Texas Instruments slumps as chip demand keeps “hovering at the bottom”
The chipmaker beat on earnings, but like SK Hynix, investors are putting more weight on its less-than-stellar outlook than the recent past.
Texas Instruments is one of the worst-performing S&P 500 constituents in early trading as management warned that first-quarter profits would likely come in well below what Wall Street had penciled in.
The chipmaker, which people of a certain vintage most associate with the big graphing calculators we lugged around in high school, posted fourth-quarter results that beat analysts’ expectations on the top and bottom lines. But, like SK Hynix, investors are putting more weight on its less-than-stellar outlook than the recent past.

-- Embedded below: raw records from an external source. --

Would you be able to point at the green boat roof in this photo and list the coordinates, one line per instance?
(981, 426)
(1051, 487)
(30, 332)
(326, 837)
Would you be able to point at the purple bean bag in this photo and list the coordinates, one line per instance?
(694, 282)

The divergence in demand for chips for AI (good) versus ex-AI (not good) that management teams across the industry have been highlighting for many quarters is ongoing, a trend underscored by Texas Instruments’ guidance.
The company, which has seen sales slip year on year for nine consecutive quarters, has testified to the prolonged period of seeing demand “hovering at the bottom” in its key markets.

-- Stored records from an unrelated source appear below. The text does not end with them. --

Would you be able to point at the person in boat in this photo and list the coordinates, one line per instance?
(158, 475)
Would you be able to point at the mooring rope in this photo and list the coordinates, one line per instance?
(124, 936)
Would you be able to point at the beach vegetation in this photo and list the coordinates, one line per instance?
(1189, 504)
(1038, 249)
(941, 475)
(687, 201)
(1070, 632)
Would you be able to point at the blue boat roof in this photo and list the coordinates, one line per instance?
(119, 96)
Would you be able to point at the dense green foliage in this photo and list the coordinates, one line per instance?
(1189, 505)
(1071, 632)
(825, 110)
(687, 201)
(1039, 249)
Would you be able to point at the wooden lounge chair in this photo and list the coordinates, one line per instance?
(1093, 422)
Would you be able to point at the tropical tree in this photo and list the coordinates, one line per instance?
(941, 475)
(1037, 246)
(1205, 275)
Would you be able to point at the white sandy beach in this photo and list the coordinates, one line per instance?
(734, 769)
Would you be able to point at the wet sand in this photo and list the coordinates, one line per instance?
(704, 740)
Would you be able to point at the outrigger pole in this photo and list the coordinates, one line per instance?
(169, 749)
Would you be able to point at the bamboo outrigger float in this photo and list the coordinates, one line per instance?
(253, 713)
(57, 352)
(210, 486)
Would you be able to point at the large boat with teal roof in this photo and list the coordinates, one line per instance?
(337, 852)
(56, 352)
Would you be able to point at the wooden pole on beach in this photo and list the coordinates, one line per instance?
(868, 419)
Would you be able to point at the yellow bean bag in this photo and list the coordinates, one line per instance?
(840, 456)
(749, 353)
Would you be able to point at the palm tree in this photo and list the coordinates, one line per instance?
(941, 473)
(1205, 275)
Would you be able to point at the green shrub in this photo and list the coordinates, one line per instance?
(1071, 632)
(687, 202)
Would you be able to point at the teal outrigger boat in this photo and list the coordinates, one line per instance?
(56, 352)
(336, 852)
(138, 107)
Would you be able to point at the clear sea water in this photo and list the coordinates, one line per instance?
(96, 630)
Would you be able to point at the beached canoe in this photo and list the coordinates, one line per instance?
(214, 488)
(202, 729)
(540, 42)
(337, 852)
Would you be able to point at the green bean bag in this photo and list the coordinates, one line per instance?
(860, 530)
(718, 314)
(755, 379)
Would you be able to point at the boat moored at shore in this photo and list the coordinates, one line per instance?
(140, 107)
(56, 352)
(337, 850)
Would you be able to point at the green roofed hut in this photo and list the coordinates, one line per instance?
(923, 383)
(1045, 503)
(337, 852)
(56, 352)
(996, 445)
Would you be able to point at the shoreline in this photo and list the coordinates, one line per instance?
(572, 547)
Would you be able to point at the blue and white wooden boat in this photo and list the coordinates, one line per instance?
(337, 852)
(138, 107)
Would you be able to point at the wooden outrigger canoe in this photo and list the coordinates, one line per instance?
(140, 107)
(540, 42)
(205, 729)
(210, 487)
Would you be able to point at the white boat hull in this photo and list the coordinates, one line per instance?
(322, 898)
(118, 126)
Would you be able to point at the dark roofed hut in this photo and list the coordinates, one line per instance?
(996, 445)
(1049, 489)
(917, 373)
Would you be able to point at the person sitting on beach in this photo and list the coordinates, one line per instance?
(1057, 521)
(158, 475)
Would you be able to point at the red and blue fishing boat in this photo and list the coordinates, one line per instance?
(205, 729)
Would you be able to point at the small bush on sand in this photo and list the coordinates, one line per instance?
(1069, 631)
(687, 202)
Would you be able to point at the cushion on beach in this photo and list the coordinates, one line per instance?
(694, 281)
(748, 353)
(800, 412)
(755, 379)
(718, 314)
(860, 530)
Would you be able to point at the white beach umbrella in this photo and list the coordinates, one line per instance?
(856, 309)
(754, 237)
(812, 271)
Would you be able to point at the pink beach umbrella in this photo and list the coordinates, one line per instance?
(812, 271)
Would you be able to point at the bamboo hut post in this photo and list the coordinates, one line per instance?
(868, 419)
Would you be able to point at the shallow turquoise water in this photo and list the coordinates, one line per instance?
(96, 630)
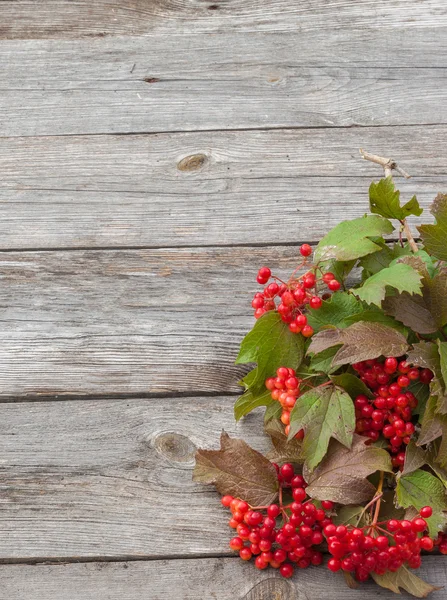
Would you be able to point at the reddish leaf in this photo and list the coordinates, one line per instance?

“If I start with the industrial market, as I described, I think, during the last call, most of the sectors are kind of hovering at the bottom, maybe found the bottom,” President and CEO Haviv Ilan said on a conference call following the release of the results.
In the previous earnings call, Ilan said, “We are seeing — most of the sectors I would characterize are — have found the bottom, but are kind of hovering at that bottom.”
This persistent divide in demand within the industry speaks to a conundrum: AI is supposed to be sufficiently revolutionary so as to drive upgrade cycles across different end markets and lift all boats for demand. Instead, we’re seeing concentrated pockets of strength on the one hand and a U-shaped bottom in many key markets on the other, with the upward-sloping end of that letter a seemingly elusive hope.
(This point is a little less pertinent when it comes to Texas Instruments in particular, whose sales are more industrial and automotive centric than consumer electronics focused, but still holds for semis generally.)
The significant underperformance of Apple’s stock as of late can be viewed as an extension of this dynamic.